Friday 20 March 2015

Representation of Women in Horror

1. Who wrote about the “final girl” in 1992?

Carol Clover

2. In what book did they write about the “final girl”?

Men, Women and chainsaws: Gender in the Modern Horror Film

3. List three traits of the “final girl”/three ‘conventions’.

Virginal, androgynous and the ability to fight back against danger.

4. Who wrote about existing research on women’s roles in media texts in 1983?

Jeremy Tunstall

5. What were the 4 roles mentioned?

Sexual, domestic, consumer and marital.

6. In 1992 research showed that men dominated women on-screen, but by what ratio?

2:1

7. What was the only genre in which the ratio of males to females was more equal?

TV adverts

8. Name one of the three problems with the findings

Men were still shown to have an occupation, unlike the women which were shown.

9. Why does the reading suggest that Ripley (Alien) is ‘more progressive’ than Lara Croft (TR)?

Lara Croft still has the sexual female character role who wears revealing clothes and attracts male attention as well as being feisty and a dangerous female you can fight her own battles. There is still the voyeuristic view of the male gaze present with this character. However, Ripley does not have this feminine attraction that Croft has.

10. What are the 3 ‘C’s when discussing the portrayal of women in some lifestyle magazines?

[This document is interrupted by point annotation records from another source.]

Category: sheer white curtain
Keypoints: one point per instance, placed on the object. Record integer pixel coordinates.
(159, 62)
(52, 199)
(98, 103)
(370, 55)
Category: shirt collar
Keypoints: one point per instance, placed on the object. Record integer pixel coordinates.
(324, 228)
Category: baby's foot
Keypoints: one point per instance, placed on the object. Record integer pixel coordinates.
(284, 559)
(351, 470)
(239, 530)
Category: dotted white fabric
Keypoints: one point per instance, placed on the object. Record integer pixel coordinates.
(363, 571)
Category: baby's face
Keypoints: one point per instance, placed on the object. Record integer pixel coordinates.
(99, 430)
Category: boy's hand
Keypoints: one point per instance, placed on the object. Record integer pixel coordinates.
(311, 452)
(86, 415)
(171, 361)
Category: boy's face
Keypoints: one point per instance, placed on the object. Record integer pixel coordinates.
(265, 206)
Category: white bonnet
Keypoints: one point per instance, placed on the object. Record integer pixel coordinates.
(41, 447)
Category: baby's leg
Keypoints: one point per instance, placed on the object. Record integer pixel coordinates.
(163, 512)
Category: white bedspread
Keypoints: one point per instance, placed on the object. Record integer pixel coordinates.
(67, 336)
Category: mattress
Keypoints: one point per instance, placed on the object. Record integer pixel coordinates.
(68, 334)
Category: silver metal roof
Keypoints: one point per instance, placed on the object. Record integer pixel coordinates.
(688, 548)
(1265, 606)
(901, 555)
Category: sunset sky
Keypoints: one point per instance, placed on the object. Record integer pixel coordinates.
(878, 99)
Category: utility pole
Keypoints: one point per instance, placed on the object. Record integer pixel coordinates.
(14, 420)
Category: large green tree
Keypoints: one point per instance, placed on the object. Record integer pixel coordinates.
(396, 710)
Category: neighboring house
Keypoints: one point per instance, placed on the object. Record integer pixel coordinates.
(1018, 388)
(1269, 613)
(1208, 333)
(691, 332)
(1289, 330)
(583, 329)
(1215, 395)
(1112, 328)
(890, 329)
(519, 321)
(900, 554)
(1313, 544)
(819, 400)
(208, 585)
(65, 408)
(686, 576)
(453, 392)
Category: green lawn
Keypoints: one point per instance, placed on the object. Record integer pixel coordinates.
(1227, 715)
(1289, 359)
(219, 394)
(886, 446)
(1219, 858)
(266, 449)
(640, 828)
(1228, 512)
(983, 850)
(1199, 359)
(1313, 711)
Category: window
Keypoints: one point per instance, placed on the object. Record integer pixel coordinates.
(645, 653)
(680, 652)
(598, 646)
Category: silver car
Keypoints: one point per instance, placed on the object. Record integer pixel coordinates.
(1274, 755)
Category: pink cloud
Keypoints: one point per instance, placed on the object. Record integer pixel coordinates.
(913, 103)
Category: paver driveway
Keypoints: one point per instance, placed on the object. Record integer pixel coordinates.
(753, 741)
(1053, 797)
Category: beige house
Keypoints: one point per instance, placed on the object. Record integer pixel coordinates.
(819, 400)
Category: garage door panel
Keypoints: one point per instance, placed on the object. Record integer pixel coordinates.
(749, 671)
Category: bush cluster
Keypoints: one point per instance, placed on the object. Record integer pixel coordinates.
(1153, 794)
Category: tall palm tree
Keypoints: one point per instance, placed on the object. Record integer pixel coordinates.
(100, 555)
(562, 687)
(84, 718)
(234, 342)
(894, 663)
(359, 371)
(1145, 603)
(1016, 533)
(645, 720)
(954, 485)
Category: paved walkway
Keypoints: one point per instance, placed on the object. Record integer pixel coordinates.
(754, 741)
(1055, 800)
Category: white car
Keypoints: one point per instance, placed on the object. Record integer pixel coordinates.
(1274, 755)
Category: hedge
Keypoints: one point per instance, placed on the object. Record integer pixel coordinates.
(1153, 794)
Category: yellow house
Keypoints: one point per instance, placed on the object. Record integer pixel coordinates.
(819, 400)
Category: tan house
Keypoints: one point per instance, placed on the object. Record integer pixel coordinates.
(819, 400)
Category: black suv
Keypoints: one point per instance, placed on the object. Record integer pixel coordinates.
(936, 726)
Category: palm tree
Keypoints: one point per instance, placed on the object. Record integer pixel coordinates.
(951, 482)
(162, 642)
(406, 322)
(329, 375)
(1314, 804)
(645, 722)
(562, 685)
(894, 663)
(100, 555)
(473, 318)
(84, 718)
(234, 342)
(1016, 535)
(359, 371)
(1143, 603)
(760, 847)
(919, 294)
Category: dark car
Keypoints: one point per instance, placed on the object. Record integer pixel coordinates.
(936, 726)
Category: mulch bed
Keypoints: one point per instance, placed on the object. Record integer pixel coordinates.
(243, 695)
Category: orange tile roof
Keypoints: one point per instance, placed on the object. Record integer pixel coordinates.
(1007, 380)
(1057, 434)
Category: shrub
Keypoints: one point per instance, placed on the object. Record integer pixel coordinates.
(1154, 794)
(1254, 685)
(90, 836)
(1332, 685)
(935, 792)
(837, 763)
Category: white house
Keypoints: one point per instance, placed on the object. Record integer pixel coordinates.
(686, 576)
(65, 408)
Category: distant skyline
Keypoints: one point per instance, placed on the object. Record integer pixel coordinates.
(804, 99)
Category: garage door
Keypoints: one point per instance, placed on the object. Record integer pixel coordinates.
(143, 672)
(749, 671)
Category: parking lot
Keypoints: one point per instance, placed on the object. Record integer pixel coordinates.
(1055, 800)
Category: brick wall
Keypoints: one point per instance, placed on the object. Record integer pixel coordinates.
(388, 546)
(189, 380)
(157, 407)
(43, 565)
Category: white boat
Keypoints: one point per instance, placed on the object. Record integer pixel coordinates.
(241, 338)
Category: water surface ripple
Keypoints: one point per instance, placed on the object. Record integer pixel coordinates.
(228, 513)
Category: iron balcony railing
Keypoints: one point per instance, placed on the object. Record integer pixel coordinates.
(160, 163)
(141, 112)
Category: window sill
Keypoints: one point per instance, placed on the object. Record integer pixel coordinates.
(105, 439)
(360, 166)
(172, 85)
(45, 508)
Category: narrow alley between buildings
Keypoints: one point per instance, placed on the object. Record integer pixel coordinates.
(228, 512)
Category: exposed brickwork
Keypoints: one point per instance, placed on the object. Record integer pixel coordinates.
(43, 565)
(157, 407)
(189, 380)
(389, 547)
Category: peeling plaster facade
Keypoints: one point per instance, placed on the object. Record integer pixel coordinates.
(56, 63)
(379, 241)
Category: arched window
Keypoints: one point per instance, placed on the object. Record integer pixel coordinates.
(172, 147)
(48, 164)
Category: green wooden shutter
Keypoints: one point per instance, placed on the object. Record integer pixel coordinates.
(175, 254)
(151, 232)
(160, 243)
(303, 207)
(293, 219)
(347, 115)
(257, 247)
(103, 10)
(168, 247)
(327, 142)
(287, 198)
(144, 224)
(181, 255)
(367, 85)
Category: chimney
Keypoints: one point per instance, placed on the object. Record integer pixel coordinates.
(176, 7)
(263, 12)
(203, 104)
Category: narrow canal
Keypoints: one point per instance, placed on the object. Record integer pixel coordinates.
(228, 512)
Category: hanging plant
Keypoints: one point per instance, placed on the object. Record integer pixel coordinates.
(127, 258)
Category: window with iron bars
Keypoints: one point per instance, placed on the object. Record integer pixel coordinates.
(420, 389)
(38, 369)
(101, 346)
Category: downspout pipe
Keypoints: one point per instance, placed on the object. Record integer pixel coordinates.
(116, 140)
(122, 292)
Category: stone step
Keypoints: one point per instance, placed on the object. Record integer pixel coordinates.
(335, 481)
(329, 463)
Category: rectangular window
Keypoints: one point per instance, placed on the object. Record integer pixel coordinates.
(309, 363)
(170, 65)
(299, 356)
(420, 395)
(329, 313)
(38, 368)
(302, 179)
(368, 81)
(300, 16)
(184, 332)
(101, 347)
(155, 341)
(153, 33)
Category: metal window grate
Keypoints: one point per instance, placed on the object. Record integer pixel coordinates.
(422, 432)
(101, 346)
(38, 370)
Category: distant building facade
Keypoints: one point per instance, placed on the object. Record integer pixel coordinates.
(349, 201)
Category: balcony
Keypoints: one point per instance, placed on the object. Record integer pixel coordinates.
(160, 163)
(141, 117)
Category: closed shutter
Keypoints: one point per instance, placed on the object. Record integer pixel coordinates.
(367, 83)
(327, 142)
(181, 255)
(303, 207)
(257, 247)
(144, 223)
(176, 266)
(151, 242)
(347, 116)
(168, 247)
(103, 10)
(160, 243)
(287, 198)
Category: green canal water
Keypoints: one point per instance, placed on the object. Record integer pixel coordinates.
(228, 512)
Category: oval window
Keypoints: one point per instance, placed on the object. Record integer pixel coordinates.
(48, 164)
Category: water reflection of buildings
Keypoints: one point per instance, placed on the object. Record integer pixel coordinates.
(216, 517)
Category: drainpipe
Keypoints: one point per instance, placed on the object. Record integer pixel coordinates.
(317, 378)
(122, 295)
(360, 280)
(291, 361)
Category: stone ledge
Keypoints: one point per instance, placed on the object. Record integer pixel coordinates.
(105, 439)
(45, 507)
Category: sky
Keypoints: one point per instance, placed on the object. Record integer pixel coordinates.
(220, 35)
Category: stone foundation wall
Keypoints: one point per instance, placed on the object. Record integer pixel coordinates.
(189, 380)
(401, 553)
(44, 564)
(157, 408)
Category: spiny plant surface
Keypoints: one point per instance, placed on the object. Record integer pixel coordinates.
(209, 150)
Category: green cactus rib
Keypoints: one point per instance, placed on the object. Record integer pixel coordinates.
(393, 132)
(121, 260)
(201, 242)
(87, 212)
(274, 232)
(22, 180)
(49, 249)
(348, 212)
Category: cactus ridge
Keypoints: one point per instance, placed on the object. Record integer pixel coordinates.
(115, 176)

Cooking, cleaning and caring.

11. Who wrote 'Visual Pleasure and Narrative Cinema'?

Laura Mulvey

12. (Briefly) describe what is meant by the ‘male gaze’

When the audience are put in the perspective of a man watching the film, making the female characters seem sexualized.

13. Give an example

In Alfred Hitchcock's 'Psycho', the audience are shown Janet Leigh's character through a peep hole in the wall. She is in her bathroom having a shower, so the audience are put into the position of Norman Bates who is watching her (making her seem as though she is the object, and we, as Norman, are the subjects).

14. Which magazine removed the male centerfold in the 1980s and why?

Cosmopolitan. Women laughed at it rather than finding it sexy.